Once she entered the shop she took a look around and perceived a lady who was being assisted by a gentleman. She nodded to the gentleman and took another look at the lady. She was quite elegantly dressed though not wearing anything that made Annette take notice. This was always a comfort to Mireille who was always in need of being amongst the most well dressed ladies in any room. Well to be honest she liked to be the best dressed lady of her age and rank. So if Annette was impressed enough by a lady’s attire Mireille knew that she was better dressed than herself. At any rate having observed the fashions in the room and been made quite comfortable in what she was wearing Mireille moved onto the object of her visit to the shop, books.
She walked over to the first table of books near her and picked up a book. It was by Mrs. Radcliffe it was a book that she had already read. The next book she picked up was May Yet Be Found by an Adam Lane. She had not heard of the author or the title so decided that she would take it home with her.
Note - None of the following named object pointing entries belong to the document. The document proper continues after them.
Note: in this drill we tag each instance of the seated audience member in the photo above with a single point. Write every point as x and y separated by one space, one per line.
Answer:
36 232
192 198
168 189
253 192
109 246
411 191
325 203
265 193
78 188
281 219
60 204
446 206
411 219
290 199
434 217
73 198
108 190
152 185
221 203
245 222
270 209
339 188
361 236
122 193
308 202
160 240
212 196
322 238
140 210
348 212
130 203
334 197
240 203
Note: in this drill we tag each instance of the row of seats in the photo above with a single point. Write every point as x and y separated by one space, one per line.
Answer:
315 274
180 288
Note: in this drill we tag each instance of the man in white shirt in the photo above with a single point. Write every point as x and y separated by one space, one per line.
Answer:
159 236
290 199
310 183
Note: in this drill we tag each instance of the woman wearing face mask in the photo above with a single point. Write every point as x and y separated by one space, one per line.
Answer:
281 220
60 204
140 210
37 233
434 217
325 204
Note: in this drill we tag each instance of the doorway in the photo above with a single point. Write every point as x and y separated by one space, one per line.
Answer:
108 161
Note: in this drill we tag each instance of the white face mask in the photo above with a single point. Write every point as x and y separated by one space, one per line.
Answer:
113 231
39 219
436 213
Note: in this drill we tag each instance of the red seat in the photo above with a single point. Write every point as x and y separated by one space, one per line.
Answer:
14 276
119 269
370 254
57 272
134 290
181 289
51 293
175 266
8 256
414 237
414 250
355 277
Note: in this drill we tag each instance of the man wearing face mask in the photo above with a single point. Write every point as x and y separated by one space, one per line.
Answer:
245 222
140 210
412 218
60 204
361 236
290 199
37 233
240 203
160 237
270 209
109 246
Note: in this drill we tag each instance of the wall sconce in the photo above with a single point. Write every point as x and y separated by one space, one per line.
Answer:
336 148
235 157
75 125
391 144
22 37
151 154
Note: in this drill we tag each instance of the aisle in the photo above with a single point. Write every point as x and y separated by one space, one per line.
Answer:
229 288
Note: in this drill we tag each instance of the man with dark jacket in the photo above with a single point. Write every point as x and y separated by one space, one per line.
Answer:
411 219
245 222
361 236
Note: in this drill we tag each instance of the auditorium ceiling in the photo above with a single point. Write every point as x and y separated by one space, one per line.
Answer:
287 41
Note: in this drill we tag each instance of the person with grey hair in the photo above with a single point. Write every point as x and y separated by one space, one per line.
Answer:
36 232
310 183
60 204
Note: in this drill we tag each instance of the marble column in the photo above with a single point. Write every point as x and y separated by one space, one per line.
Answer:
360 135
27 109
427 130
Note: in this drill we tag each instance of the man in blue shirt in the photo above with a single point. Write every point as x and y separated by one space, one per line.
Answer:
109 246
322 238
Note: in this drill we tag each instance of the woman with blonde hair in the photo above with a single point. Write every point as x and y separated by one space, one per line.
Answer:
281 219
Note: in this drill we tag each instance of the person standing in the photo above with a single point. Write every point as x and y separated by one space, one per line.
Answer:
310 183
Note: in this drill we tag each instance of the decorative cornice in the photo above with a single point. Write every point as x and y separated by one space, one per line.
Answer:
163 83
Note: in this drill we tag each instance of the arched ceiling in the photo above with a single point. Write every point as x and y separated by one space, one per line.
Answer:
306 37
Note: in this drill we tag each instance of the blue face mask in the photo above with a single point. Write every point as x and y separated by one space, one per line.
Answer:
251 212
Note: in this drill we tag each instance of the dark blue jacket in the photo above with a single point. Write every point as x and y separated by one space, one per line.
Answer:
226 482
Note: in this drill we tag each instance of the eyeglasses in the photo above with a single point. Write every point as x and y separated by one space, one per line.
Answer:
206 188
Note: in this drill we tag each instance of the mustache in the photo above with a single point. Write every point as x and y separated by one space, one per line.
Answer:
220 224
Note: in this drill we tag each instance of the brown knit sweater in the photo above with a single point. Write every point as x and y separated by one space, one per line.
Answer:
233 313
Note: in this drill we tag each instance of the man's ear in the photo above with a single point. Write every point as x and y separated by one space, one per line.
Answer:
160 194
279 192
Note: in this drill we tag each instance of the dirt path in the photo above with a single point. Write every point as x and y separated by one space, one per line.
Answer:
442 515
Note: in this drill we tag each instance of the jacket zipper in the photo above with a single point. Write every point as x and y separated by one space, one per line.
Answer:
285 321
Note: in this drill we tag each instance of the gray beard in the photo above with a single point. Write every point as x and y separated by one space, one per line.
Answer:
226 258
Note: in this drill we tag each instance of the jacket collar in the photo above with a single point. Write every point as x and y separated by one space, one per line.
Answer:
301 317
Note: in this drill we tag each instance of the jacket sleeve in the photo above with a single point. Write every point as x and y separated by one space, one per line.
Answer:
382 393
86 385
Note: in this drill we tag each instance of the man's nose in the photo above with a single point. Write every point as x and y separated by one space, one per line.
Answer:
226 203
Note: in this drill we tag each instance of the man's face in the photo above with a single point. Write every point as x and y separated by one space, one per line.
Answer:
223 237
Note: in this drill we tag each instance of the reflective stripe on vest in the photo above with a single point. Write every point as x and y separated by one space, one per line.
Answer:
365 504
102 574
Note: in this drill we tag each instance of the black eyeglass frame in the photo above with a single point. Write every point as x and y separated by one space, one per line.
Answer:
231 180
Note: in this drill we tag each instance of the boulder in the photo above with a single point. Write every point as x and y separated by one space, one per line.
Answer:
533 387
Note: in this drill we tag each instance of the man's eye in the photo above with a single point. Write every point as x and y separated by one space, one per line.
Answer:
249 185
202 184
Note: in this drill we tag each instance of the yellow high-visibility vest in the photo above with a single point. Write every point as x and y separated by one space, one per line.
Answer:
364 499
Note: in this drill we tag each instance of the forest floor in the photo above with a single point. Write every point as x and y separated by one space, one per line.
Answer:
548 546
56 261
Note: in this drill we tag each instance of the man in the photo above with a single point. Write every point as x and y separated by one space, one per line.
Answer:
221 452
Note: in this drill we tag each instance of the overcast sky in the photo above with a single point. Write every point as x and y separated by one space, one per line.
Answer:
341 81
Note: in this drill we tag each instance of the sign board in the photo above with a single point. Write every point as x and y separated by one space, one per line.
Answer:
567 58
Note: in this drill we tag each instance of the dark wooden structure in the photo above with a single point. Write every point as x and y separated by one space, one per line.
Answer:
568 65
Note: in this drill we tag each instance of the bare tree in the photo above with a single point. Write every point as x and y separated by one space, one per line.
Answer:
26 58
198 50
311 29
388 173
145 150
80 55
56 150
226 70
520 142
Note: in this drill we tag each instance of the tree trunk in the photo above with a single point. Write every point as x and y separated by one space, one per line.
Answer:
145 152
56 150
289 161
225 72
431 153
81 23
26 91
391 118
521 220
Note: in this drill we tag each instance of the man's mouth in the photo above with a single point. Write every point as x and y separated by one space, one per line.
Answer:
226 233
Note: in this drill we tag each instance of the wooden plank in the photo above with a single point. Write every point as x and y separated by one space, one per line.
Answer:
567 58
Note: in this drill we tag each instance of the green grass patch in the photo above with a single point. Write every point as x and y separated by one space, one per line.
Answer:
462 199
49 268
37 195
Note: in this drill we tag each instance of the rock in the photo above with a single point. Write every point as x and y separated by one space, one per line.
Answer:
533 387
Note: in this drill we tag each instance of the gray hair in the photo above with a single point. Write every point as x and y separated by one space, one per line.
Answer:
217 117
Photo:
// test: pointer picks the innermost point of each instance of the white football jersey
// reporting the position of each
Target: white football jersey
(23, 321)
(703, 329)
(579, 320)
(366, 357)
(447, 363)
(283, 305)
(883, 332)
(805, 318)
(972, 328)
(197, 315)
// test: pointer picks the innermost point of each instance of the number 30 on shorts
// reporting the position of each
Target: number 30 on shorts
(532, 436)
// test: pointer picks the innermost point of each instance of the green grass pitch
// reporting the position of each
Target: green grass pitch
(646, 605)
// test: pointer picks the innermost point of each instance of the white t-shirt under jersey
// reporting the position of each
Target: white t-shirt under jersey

If she did not like she would just put it on the shelf or give it to Annette to read.
When the gentleman came over to address her he introduced himself to as Mr. Decker and asked “Is there anything I could help you find this afternoon?”
Mireille replied “Well Mr. Decker, I would like to take this book that I have just picked up and If you have anything else that you think I may find diverting I should like to take that too. I am not quite sure what I will be in the mood to read tomorrow. I am certain that I should not like it to be anything too serious.”
Mr. Decker walked over to near where the lady was standing and returned with a book in his hand. It looked to be the same title that the lady was looking over. “I have just gotten this title in, quite new.”
Mireille read the title of the book Sense and Sensibility, by A Lady. She decided that the book did not appear to be too serious and so she told Mr Decker that she would take it along with the other book she had already chosen. Then she turned to Annette and asked her if there was anything that she wished to purchase today. Annette said “Non, Madame I have not a need of anything new to read.” Then Mireille turned back to Mr. Decker and said “Then that will be all for me today, thank you very much.” She followed him to the counter and made her purchase.
As she walked past the lady Mireille smiled and nodded to her. Then she walked through the door into the street.
When they were back in the barouche Annette said to her “Merci Madame, I am very glad that you did not take a very long time in that shop. Books do give me such an headache. I so much prefer fashion plates.”
Mireille patted Annette on the knee and said “I know dear Annette, I always make my trips into bookshops with you as brief as possible.”
They drove on with Mireille keeping her eye on the shop windows as they passed for anything else that she should need to purchase for tomorrow.